Not for the first time: Bravo Enrico Maso! Sei uno scrittore molto divertente.
N.B. Does Enrico do requests? Mine would be a book about Leonardo centered on his magnificent ‘Dama con l’ermelino’.
Linda Ann Novelli Thompson (verified owner) –
Another enjoyable book. I have seen the statue and think it is incredible so I was interested in this book. From other books that I have read I found Michelangelo’s personality to be what I expected. I am always trying to increase my vocabulary so I find this to be a helpful way to do so.
Mike Jolly (verified owner) –
I wasn’t sure if I was ready for a book containing a little C1 material but it was nicely written, interesting and very manageable as the grammar is only slightly harder than B1/B2 books.

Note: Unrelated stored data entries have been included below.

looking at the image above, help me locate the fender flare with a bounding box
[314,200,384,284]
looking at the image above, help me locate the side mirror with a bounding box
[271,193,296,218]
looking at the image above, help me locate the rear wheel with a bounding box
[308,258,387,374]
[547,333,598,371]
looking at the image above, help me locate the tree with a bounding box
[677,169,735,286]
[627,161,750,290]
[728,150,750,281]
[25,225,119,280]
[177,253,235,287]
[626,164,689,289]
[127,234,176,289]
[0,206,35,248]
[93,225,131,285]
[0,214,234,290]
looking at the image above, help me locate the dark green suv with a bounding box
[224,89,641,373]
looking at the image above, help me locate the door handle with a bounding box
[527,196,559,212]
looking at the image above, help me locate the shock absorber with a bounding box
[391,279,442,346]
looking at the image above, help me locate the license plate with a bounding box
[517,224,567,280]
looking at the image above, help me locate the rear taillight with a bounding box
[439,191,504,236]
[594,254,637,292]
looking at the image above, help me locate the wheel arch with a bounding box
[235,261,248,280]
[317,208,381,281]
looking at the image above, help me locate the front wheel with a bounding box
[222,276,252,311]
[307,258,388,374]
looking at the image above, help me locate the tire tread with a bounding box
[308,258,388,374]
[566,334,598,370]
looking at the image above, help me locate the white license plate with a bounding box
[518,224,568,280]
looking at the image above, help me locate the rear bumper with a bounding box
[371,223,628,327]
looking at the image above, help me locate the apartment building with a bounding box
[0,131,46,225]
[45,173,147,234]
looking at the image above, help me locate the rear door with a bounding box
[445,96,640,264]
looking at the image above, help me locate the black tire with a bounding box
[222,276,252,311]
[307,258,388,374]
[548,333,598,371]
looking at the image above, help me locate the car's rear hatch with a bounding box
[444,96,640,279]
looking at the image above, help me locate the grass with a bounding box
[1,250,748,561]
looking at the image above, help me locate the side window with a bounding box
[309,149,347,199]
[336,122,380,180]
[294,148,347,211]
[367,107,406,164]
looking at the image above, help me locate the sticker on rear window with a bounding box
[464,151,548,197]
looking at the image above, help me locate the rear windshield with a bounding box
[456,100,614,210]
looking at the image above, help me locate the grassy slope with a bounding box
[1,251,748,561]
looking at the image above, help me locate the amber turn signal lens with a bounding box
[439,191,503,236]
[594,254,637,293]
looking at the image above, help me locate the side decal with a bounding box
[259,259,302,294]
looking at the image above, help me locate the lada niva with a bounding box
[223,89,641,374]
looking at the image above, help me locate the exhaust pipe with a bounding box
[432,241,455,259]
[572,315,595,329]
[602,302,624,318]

The audio is good and the way I listen to it, as usual, is to take one chapter at a time and listen without reading two or three times. Then listen again but reading the book simultaneously (it is so much easier! ) I look up all the vocabulary I don’t know – and this is sometimes a lot and put it in into Anki (a fantastic learning programme – so much more than a flash card app -and no I am not connected with Anki except as a daily user of it).
I will certainly try some more at this level (especially as the Easter sale is on) probably Colombo as the previous reviewer rates it as slightly harder.
Tony Prosser (verified owner) –
Another excellent Easy Reader. The plot does maintain interest so that there is motivation to continue; I think that is a big advantage of the Easy Readers format. The level seems to me precisely as described; I would rate my level at B2 and it was just about right; perhaps a bit easier than ‘Colombo e il mare oceano’ but a bit harder than ‘Segreti e polpetti’ both of which I have also used. I agree with the previous reviewer that some more, and more demanding, exercises would be an improvement.
I am using the Easy Readers not so much to improve my Italian reading skills, which are well in advance of my oral skills due to old fashioned lessons many years ago. Instead, I am trying to improve my relatively weak listening comprehension. This is never a fast process, but I have found that use of the Easy Readers is helping a lot. I listen to RAI News 24 and find I am understanding more; I also have occasional conversations with an Italian colleague and find that I am understanding more of her uncompromisingly fast speech. As this suggests, this level is not for beginners but I have found the discipline of following through the Easy Readers is a very effective way of building up the skills I already had.
Sherry Fyman (verified owner) –
Pros: I’m not sure how historically accurate this book is, but it was a lot of fun to read! We see the Master going to the marble pits of Carrara to pick out the right block of marble, storming around in the office of the secretary of the Pope, annoyed that he fears he is being shut out from the top commissions.
Cons: In each section I could have used a longer words list. I would have liked a more challenging groups of exercises. Even if there is no way to process right or wrong answers for essay questions, I would find comprehension questions more helpful.